To My Single Girlfriends... Part 2 of 2

what is it then that we can enjoy in this stage in our life?

rest from heartaches - we are spared of the heartaches of being cheated, of losing a loved one, of heated arguments, of misunderstandings, etc. i guess the only heartache at this stage is when the guy we like, do not like us back, which is kinda minute compared to the ones stated above. it is basically a 'peaceful' stage, a needed plateau to the highs and lows of being in a relationship...

freedom - ask some of your married friends, and they'd tell you what that means ;)

decision-making - there are some things which are better off being decided by only one mind... where to go, what to eat, what to wear, what time to leave, what to watch, what to buy, etc.

time for our personal growth - we would like to accomplish much, and with more choices coming up, i think this is the right time to do them without much distractions! you want to study again? go! you want to switch jobs? go! want to shift gears? go! want to expand your travel portfolio? go! and the choices goes on and on...

time for others - why would the singles be tasked to take care of their younger siblings, or their parents, or be called on by friends? or be asked for a church ministry? it's because, we have more time! and time is such an expensive commodity nowadays which we are rich with! just don't be a corporate slave and be married to your job, or else you'll lose this privilege.

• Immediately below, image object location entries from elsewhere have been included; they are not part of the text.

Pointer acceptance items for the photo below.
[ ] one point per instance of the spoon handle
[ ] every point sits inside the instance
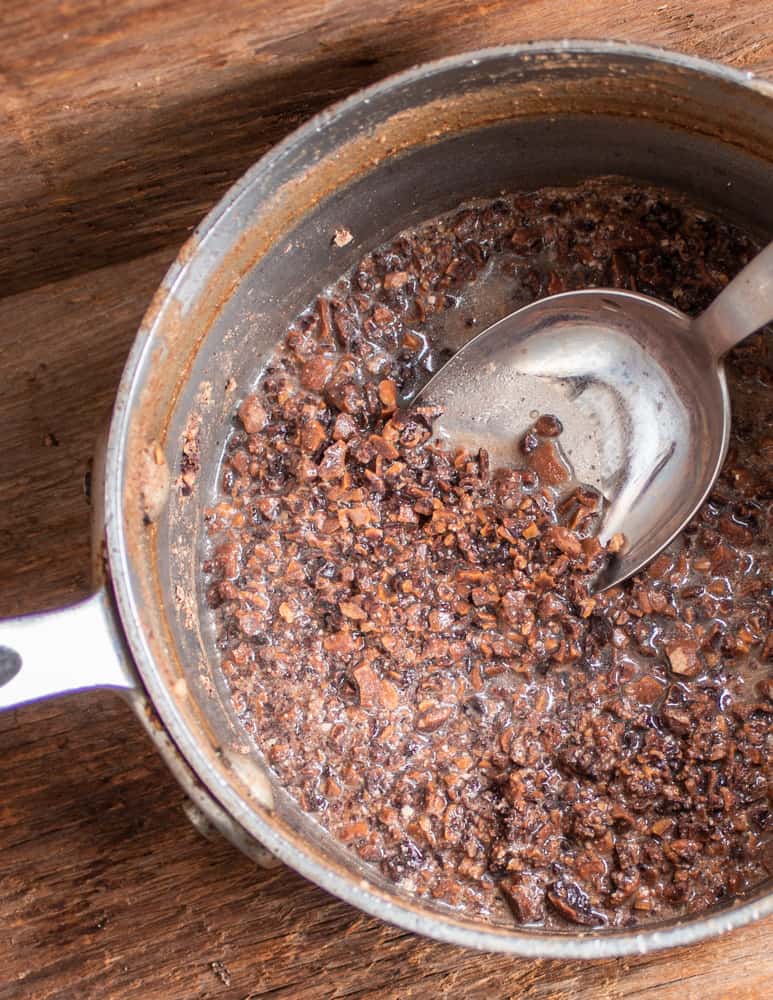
(742, 307)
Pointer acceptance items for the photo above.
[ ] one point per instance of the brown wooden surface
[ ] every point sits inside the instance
(120, 125)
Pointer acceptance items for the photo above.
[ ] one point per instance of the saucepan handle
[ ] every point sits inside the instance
(72, 649)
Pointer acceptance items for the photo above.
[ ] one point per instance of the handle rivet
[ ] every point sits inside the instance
(10, 664)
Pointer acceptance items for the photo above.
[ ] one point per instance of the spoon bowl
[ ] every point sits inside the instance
(638, 386)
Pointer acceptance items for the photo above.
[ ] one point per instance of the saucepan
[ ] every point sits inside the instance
(404, 150)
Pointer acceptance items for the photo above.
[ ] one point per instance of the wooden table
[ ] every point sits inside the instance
(122, 124)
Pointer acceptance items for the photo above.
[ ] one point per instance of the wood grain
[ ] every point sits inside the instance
(121, 124)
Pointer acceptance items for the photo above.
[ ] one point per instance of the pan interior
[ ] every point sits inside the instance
(259, 259)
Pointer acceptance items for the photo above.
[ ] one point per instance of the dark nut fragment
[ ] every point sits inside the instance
(683, 657)
(529, 442)
(677, 719)
(565, 540)
(252, 415)
(571, 902)
(313, 435)
(387, 393)
(432, 718)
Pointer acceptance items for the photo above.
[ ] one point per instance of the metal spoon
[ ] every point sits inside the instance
(640, 390)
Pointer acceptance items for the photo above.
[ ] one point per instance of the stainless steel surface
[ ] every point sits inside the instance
(75, 649)
(637, 385)
(743, 307)
(415, 145)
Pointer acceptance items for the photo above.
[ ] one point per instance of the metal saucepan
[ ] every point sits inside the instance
(404, 150)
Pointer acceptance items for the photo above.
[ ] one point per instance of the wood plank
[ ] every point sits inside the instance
(105, 889)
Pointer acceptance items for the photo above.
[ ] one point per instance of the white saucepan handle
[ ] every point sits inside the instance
(72, 649)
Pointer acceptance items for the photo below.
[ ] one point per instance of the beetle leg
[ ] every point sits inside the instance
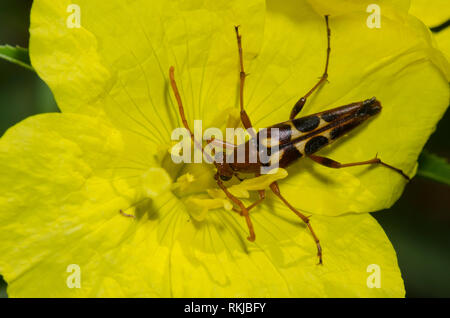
(299, 105)
(244, 210)
(244, 116)
(262, 196)
(275, 189)
(330, 163)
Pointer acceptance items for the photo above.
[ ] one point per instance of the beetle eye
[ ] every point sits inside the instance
(225, 178)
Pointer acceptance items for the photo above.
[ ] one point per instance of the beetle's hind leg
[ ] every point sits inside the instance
(301, 102)
(275, 189)
(330, 163)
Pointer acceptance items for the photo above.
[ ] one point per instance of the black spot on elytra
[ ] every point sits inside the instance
(330, 116)
(343, 129)
(306, 124)
(315, 144)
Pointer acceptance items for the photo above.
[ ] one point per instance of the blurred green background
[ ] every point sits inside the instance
(418, 225)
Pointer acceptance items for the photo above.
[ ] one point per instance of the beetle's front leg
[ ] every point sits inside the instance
(244, 210)
(245, 119)
(301, 102)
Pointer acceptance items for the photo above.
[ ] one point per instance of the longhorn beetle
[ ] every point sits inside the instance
(298, 137)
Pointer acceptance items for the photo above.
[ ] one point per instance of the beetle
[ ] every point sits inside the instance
(297, 138)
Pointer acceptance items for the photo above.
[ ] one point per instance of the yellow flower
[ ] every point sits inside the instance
(65, 177)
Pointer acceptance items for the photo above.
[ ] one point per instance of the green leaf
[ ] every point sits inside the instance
(17, 55)
(434, 167)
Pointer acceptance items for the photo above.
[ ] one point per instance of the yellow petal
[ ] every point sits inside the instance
(118, 61)
(397, 63)
(432, 13)
(62, 207)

disposable income - we wouldn't be called the favorite titas for nothing? haha! this is also the time when guilt does not bite us if we have 2 pairs of our fave stilletos in different colors, or think of milk or diaper when we are looking at a killer bag on sale!!! nor our hands fighting between a much-desired out-of-town trip and the tuition fee for the 'kids'...

excitement at things - attending gatherings, new hobbies, meeting new friends, etc. excitement can be at an all time high, especially if prospects are available ;) plus, no guilt-feeling attached.

opportunity to widen our circle of friends - singlehood is usually the time when we widen our circle of friends because we have the opportunity and the drive to do so. friends from elem, high school and college, work colleagues, hobbies, orgs... we lose some on the way, and we retain some, until we are old enough and bruised enough to just be happy with our 'genuine' circle of friends...

service to our married girlfriends - they usually call on to us if they want some color in their lives! we regale them with our latest adventures. we provide the twist in their daily routines. we give them what they cannot buy for themselves. we provide the shoulder to cry on when the couples have misunderstandings. we lend a ready helping hand in whatever situation we are called, and other services which we are capable of giving because we are singles.


i do not know which of these are true for you, but these are just some of the things I can think of at the moment. the point is, let us always count our blessings as a single, and use it to prepare us fully, if and when the right time comes for God's blessing for the next stage -- of marriage.